Moisés.L. Gil – Certamente, primeiro porque quando a coleta seletiva com catadores é desenvolvida, você tem trabalho e renda, então é dinheiro que você está injetando na economia local. Segundo porque os custos são inferiores aos de destinação final, além de aumentar a vida útil do aterro. O reciclável junto com resíduo comum acaba retendo muito líquido; muitas vezes o município paga por água coletada junto. Terceiro, em nível nacional, você está reduzindo a quantidade de recursos naturais extraídos da natureza, por causa do reaproveitamento da matéria-prima das embalagens. Então, financeiramente, não tem que calcular só o custo do aterro.
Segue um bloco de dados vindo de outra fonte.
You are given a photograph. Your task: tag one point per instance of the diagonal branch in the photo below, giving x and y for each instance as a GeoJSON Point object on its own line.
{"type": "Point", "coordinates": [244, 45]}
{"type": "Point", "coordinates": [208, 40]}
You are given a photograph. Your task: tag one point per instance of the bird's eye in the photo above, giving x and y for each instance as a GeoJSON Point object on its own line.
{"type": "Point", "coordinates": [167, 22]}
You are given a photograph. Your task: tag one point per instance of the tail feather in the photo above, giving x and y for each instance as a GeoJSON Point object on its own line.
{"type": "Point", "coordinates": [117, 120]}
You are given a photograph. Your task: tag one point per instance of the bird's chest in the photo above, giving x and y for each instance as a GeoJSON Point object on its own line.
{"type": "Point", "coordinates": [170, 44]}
Casa Flu – Também é preciso cobrar a responsabilidade das empresas.
Moisés.L. Gil – Estamos também nos voltando para a questão da logística reversa, que obriga os fabricantes a recuperarem o material lançado no mercado. Mas um processo desse é contínuo, não será em dois anos que se conseguirá aplicar de forma mais coesa. As leis europeias e a norte-americana são dos anos 1970. É um processo que vai sendo aprimorado. A nossa lei é de 2010, é recente.
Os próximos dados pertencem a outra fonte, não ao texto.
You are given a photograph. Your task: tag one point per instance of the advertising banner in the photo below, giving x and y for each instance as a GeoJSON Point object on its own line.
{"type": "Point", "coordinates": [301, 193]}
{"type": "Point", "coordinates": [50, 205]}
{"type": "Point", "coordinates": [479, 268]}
Casa Flu – Recente e com dificuldade de avançar.
Porque a gente acaba tendo toda a questão de corporativismo. Hoje, quando você pega alguns contratos de prestação de serviço de coleta de lixo, os termos são muito abrangentes, vagos. Fala-se tanto na Lava Jato, mas quando começar a operação Cata Lixo… É um dos serviços de maior custo para as prefeituras. As empreiteiras que fazem esses serviços investem muito nas campanhas políticas. São umas seis ou sete maiores que acabam fazendo o trabalho tanto de coleta como de administração de aterro.
Soubemos que a prefeitura do Rio não planeja ampliar a coleta seletiva.
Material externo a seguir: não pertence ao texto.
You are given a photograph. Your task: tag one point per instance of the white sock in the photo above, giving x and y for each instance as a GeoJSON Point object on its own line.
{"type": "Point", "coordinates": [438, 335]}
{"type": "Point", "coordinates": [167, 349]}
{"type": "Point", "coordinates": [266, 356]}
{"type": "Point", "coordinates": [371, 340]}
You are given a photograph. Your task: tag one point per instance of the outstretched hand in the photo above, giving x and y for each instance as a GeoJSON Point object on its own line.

Pelo Plano Municipal de Resíduos Sólidos, não há previsão de ampliação e sim manutenção de 1.590 toneladas/mês. Mas em outro ponto da planilha há previsão da ampliação da quantidade de material desviada do aterro para reciclagem, valor que aumenta progressivamente, porque a prefeitura planeja investir numa planta mecanizada de triagem do lixo in natura. Ou seja, passando por transbordo, com uma esteira que vai triar os materiais através de leitura ótica.
Isso é uma faca de dois gumes. Por um lado é bom, porque reduz a quantidade de material indo para o aterro; por outro é extremamente negativo porque vai tirar postos de trabalho dos catadores. Haverá desestímulo à coleta seletiva; e materiais que não serão detectados na leitura ótica continuarão indo para o aterro. Considero isso totalmente equivocado. Parece que será uma parceria público-privada (PPP), com a prefeitura cedendo o terreno. A questão principal também é que isso não é discutido com participação popular, com as partes interessadas. Os catadores não são chamados para o diálogo, mas estamos tentando por meio do Fórum, via gabinete do Reimont.
O Fórum se reuniu no dia 1º de junho, na Câmara de Vereadores do Rio, quando debateu os temas com os vereadores sensíveis à causa.